Com a preocupação natural de quem conhece os riscos, para a sociedade, de um processo de captura das estruturas públicas pelo crime organizado, venho acompanhando esse caso da intromissão do deputado no comando do 4º Batalhão da Polícia Militar desde o momento da exoneração e da denúncia do tenente-coronel Erir Ribeiro da Costa. Posso, com tranqüilidade, assegurar que os deputados estaduais membros da Comissão de Segurança Pública e Polícia da Assembléia Legislativa -Flávio Bolsonaro, Délio Leal, Paulo Ramos, Noel de Carvalho e Carlos Minc – têm consciência de suas responsabilidades e obrigações políticas e, por isso, imediatamente, um dia após a denúncia do tenente-coronel, iniciaram os procedimentos de investigação do caso. O relatório que apresentaram à Mesa Diretora da Assembléia não merece reparos e é bom ressaltar que a comissão simplesmente sugeriu a abertura de um processo de cassação, no curso do qual o acusado teria a mais ampla oportunidade de defesa.
O arquivamento, por evidente instrução do Palácio Laranjeiras, soa como confirmação de culpa do deputado Chiquinho da Mangueira, e transfere o sabor da burla e da impotência, para a população, nela incluídos os deputados autores do relatório arquivado e outros tantos que perseguem na Assembléia oportunidade para bem cumprir os mandatos.

A minha iniciativa de propor a constituição de uma Comissão Parlamentar de Inquérito na Câmara dos Deputados, a partir da notícia de arquivamento do relatório da Comissão de Segurança Pública e Polícia da Assembléia, tem como ânimo investigar ações e atitudes de um grupo de parlamentares estaduais que, por atos ou omissões e para atender interesses pessoais, segue estimulando ilicitudes e impunidade. Não tive e não tenho a intenção de levar a Assembléia Legislativa do Rio de Janeiro ao cadafalso, como foi levado o nosso herói da Independência, Joaquim José da Silva Xavier, o Tiradentes, que empresta o seu nome ao Palácio que abriga os deputados estaduais. Muito ao contrário disso, vão a minha biografia e o meu compromisso público, reconhecidos na convicção de fortalecimento das instituições democráticas. A CPI que busco tem o propósito de fortalecer o Parlamento estadual pela identificação e expurgo, com o instrumento legítimo e adequado, daqueles que são inadequados ao jogo político com as regras legais.

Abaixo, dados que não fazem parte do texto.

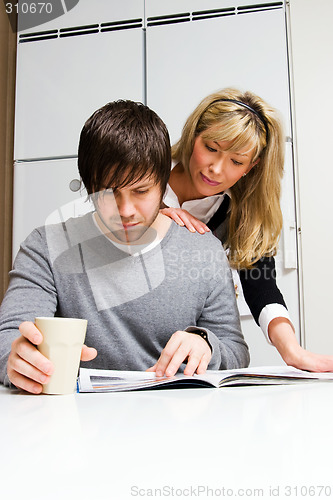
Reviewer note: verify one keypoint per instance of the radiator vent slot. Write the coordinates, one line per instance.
(81, 30)
(121, 25)
(127, 24)
(41, 35)
(172, 19)
(259, 7)
(209, 14)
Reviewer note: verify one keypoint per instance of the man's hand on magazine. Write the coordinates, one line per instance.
(27, 368)
(183, 346)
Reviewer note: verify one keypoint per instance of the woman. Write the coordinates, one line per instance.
(227, 178)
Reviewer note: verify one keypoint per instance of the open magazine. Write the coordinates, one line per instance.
(92, 380)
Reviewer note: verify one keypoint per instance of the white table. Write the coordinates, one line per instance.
(223, 443)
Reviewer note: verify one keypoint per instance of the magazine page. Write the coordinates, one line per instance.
(94, 380)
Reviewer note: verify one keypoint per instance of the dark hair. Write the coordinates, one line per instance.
(122, 143)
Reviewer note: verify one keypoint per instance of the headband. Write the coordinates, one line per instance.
(240, 103)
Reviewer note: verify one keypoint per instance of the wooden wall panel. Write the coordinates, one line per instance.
(7, 104)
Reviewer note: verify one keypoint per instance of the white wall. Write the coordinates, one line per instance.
(312, 57)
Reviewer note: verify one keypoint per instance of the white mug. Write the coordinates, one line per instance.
(62, 343)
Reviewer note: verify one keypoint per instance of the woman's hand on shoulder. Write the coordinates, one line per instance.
(184, 218)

Não há quem não reconheça que a maneira mais rápida e eficiente de destruir as instituições públicas, e com elas a democracia, não é pela crítica que se faz aos seus erros e equívocos, mas sim pela resignação, paciência, omissão ou, mais grave, conivência com ilicitudes que comprometem o fluxo do processo político. Os parlamentares estaduais de bons propósitos, soterrados por um grupo construído por métodos políticos não ortodoxos, poderão obter da Câmara dos Deputados – com a instalação da CPI que estou propondo – uma oportunidade para realizar na Alerj um trabalho livre e soberano, comprometido somente com as expectativas e ansiedades de seus eleitores, como, aliás, é a antiga tradição da casa, circunstancialmente interrompida. É exclusivamente isso o que pretendo.